Australia and New Zealand Banking Group (ANZ) said it is making progress on its regional strategy and its performance remains generally in line with expectations, after unveiling a slight bump in cash profit in the year-to-date.
In the nine months to June 30, ANZ said it made a cash profit of $4.7 billion, an 11% lift on the previous corresponding period.
Statutory profit in the same period was $4.7 billion, a 7% lift on the same nine-month period last year.
In a trading update to the market, ANZ chief executive officer Mike Smith said the lender continued to make steady progress with its super regional strategy and had produced consistent revenue growth with diversification benefits from its exposure to growth markets in Australia and in Asia (see Ian Verrender's Five reasons to hang onto the banks).

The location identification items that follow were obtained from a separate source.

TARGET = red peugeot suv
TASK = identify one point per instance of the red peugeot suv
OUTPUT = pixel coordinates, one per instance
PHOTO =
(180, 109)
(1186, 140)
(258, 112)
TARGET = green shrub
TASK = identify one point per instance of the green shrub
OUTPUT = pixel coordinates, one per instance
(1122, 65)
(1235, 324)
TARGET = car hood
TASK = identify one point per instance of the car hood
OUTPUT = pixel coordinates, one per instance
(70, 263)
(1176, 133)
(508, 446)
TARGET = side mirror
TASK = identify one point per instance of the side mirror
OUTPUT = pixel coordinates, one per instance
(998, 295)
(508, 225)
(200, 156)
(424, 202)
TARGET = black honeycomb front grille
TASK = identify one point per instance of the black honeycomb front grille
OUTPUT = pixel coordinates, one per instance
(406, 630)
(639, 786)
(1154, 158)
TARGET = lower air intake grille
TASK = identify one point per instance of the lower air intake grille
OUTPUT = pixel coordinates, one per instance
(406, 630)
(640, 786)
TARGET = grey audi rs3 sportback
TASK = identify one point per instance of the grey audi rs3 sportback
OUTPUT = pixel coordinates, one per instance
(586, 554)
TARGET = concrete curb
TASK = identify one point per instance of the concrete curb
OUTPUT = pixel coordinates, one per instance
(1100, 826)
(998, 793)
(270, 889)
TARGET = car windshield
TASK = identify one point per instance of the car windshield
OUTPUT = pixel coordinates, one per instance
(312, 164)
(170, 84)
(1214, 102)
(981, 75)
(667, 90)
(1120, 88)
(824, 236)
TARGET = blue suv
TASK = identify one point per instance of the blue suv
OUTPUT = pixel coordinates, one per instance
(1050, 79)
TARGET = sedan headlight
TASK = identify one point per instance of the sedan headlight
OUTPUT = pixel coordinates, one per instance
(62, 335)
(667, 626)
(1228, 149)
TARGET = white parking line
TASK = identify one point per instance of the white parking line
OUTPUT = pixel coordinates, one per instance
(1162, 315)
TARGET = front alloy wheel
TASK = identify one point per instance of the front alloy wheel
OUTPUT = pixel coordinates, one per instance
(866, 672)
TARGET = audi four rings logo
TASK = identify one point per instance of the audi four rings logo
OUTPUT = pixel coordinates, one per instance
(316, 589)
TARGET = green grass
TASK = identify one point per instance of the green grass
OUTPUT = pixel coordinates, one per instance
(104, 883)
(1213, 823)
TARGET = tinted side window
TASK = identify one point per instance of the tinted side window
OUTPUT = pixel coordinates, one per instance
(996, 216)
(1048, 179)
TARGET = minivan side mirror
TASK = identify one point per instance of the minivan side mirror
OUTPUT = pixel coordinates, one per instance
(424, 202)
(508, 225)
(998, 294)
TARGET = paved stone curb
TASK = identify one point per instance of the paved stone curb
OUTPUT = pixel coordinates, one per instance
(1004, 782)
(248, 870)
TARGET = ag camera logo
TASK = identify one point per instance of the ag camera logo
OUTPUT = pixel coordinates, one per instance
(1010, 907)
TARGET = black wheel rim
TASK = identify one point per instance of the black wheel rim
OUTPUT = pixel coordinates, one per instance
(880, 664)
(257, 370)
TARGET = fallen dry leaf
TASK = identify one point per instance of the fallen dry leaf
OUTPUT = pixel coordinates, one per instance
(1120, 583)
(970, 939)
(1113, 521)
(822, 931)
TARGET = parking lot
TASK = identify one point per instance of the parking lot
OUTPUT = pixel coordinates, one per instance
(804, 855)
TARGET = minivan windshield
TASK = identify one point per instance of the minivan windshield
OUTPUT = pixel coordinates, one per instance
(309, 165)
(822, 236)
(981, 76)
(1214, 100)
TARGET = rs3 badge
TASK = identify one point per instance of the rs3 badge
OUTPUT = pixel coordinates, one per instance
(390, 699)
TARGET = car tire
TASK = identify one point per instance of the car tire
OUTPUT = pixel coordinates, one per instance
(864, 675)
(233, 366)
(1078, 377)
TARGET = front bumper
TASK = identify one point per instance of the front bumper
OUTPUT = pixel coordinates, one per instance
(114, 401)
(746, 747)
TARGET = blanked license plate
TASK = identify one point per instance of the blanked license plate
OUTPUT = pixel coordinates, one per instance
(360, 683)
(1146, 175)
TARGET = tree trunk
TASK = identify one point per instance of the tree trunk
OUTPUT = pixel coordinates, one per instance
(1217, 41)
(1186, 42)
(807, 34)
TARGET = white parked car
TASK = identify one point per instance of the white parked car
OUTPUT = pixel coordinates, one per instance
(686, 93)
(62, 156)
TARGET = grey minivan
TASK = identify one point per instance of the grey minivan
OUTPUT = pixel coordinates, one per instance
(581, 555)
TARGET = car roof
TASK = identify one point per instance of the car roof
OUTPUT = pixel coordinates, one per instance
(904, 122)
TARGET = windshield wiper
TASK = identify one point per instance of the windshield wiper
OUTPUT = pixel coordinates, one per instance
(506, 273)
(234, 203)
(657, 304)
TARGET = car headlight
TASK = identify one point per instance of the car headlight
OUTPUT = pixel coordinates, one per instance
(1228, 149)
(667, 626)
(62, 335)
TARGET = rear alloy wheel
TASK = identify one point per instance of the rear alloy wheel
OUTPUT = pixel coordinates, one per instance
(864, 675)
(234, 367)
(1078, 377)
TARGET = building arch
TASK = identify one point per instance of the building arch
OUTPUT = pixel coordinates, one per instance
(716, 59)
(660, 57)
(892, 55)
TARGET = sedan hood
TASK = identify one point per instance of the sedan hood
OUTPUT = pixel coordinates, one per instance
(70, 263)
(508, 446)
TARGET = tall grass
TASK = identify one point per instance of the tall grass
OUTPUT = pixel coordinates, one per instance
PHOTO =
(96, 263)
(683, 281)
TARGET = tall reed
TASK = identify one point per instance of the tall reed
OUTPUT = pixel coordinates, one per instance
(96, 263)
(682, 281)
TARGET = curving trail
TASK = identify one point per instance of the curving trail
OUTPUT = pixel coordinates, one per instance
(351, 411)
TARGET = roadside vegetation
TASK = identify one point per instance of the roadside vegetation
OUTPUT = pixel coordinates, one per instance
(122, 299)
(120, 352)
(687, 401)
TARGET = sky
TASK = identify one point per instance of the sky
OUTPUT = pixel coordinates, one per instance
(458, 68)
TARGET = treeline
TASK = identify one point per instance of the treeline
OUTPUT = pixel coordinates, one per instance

"Overall, ANZ’s performance remains in line with the expectations we had at the end of 2012, with full-year revenue growth slower than last year and ongoing productivity improvements providing positive revenue-cost jaws," Mr Smith said.
At the same time, he said the lender was continuing to actively manage efficiency across the business with a focus on improving productivity and capital utilisation.
"This is allowing us to continue to invest in our growth strategy for the longer term while also improving shareholder returns in the near term," he said.
Smith confident of Aust, Asian outlook
Mr Smith said although the economic outlook in Australia had softened somewhat, there was still cause for greater optimism in the medium term as the effect of lower interest rates, a more competitive currency and the removal of some pre-election uncertainty underpin consumer confidence and economic activity.
But he said concerns about growth in China has been overplayed.
"Although there is a rebalancing taking place in China and there may be volatility associated with this, we need to remember that the world’s second largest economy is still growing at around 7% to 7.5%," Mr Smith said.
Mr Smith noted the biggest change in the macro environment compared to the first half was a 5% decline in the average Australian to US dollar rate.
"While this is positive for the business, it impacts a range of operating ratios and metrics in different ways," he said.